Hockenheimer Gauß-Gymnasium ist „Schule ohne Rassismus“
Hockenheim, 05.12.2023
Im Schulhaus brummt es wie in einem Bienenschwarm, es ist Gauß-Event und alle Klassen haben sich mächtig ins Zeug gelegt. Entweder sie laden zum Mitmachen und zu kleinen Vorführungen in die Lehrräume oder sie haben im Vorfeld kräftig gewerkelt, gebacken und gebastelt und bieten nun Kleinigkeiten zum bevorstehenden Weihnachtsfest an.

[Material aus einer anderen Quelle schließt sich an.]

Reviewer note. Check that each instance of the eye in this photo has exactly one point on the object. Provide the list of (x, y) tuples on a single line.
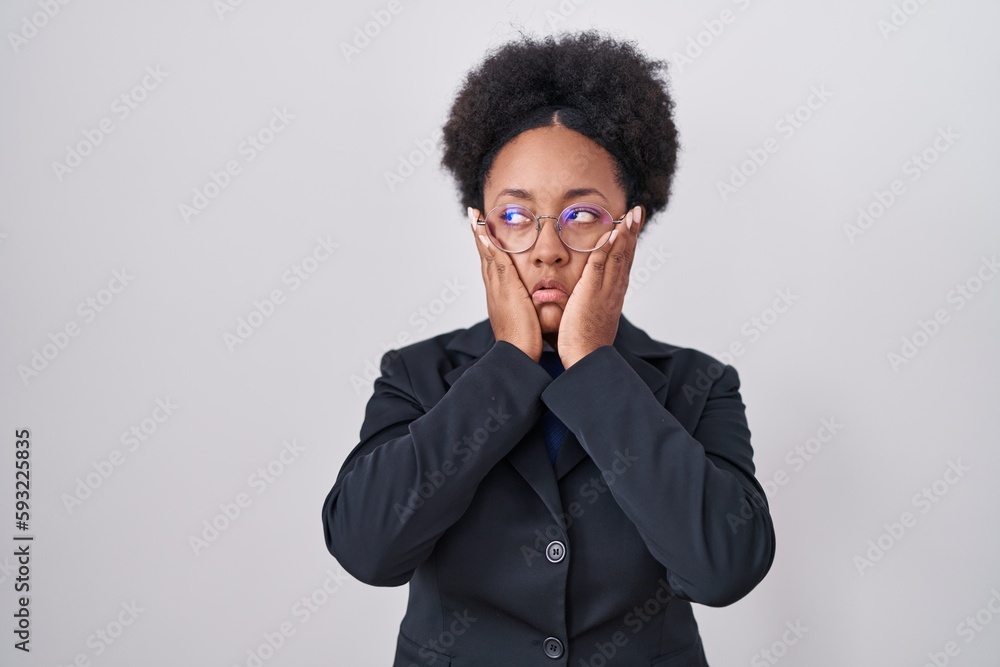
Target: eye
[(514, 216), (584, 215)]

Ein Event, das zahlreiche Besucher, von den Eltern der Schüler über die Großeltern bis hin zu Geschwistern und anderen Anverwandten ins weitläufige Schulhaus lockt. Kurzum, zeitweise war kaum ein Durchkommen in den Fluren, die im weihnachtlichem Schmuck erstrahlten.
Der Erlös des Gauß-Events wird an ein soziales Projekt gespendet
Neben den zahlreichen Darbietungen auf verschiedenen Bühnen – vom Tanz bis zur Musik – gab es den CFG-Adventskalender und die Bastelarbeiten ließen die Kassen der Klassen klingeln. Ein schöner Klang, geht doch der Erlös jeder Klasse an ein bestimmtes soziales Projekt.

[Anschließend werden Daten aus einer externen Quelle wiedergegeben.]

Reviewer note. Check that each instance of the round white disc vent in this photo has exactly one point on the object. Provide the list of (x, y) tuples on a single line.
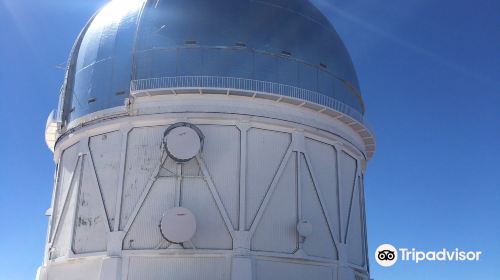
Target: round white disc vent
[(178, 225), (183, 141)]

Die passende Kulisse für eine Auszeichnung, die zwar der Schule verliehen wurde, die aber der ganzen Stadt gut zu Gesicht steht: Das Gymnasium erhielt die Urkunde samt Schild, das künftig eine Wand der Schule zieren wird, überreicht: „Schule ohne Rassismus. Schule mit Courage.“ Eine Auszeichnung, mit der das Engagement der Schule gewürdigt wird und über die sich nicht nur Direktorin Anja Kaiser freut. Weshalb sie es nicht zu Unrecht als bestens geeignet fand, die Verleihung vor der großen Kulisse des Gauß-Events feierlich vorzunehmen, dem Vorgang möglichst viel Aufmerksamkeit zukommen zu lassen.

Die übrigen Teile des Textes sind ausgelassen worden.